JAKARTA, 11 APRIL 2026 – VNNMedia – Menteri Dalam Negeri Tito Karnavian resmi menerapkan kebijakan baru bagi Aparatur Sipil Negara (ASN) pemerintah daerah: bekerja dari rumah atau work from home (WFH) satu hari setiap pekan, tepatnya setiap Jumat, mulai 1 April 2026.

Kebijakan ini tertuang dalam Surat Edaran Mendagri Nomor 800.1.5/3349/SJ tentang Transformasi Budaya Kerja ASN di Lingkungan Pemerintah Daerah, sebagai bagian dari transformasi budaya kerja nasional menuju sistem yang lebih efisien, produktif, dan berbasis digital.

“WFH diberlakukan satu hari kerja dalam satu minggu, yaitu setiap hari Jumat,” ujar Tito Karnavian, dikutip dari laman resmi Kementerian Dalam Negeri Republik Indonesia, Jumat (10/4/2026).

Menurut Tito, pola kerja kombinasi antara WFO dan WFH ini dirancang untuk mempercepat transformasi budaya kerja ASN daerah agar lebih efektif, efisien, sekaligus memperkuat digitalisasi birokrasi melalui percepatan adopsi Sistem Pemerintahan Berbasis Elektronik (SPBE).

Meski demikian, tidak semua unit kerja dapat menerapkan WFH. Tito menegaskan bahwa unit pelayanan publik yang bersentuhan langsung dengan masyarakat tetap wajib bekerja dari kantor.

Layanan seperti kebencanaan, ketenteraman dan ketertiban umum, kebersihan dan persampahan, administrasi kependudukan dan pencatatan sipil, layanan kesehatan, pendidikan, pelayanan investasi, hingga pendapatan daerah tetap harus berjalan normal melalui skema WFO.

Sementara itu, unit pendukung pemerintahan diperbolehkan menjalankan WFH secara selektif, dengan syarat target kerja dan capaian kinerja ASN tetap terjaga. Pemerintah daerah juga diminta menyusun mekanisme pengawasan agar pelaksanaan WFH dan WFO berjalan seimbang dan terkontrol.

Selain mengubah pola kerja ASN, Mendagri juga meminta seluruh gubernur, wali kota, dan bupati menghitung potensi penghematan anggaran dari kebijakan ini. Menurut Tito, efisiensi yang dihasilkan dari perubahan budaya kerja dapat dialihkan untuk mendukung program prioritas pembangunan di daerah masing-masing.
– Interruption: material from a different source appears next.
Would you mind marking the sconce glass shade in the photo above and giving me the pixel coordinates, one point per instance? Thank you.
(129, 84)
Kebijakan ini mulai berlaku sejak 1 April 2026 dan akan dievaluasi secara berkala setiap dua bulan. Dalam mekanisme pelaporan, bupati dan wali kota wajib melaporkan pelaksanaannya kepada gubernur paling lambat tanggal 2 setiap bulan berikutnya, sedangkan gubernur melapor kepada Mendagri paling lambat tanggal 4.

Pemerintah berharap kebijakan ASN WFH setiap Jumat ini tidak hanya memberi fleksibilitas kerja, tetapi juga menjadi momentum percepatan reformasi birokrasi digital di seluruh Indonesia.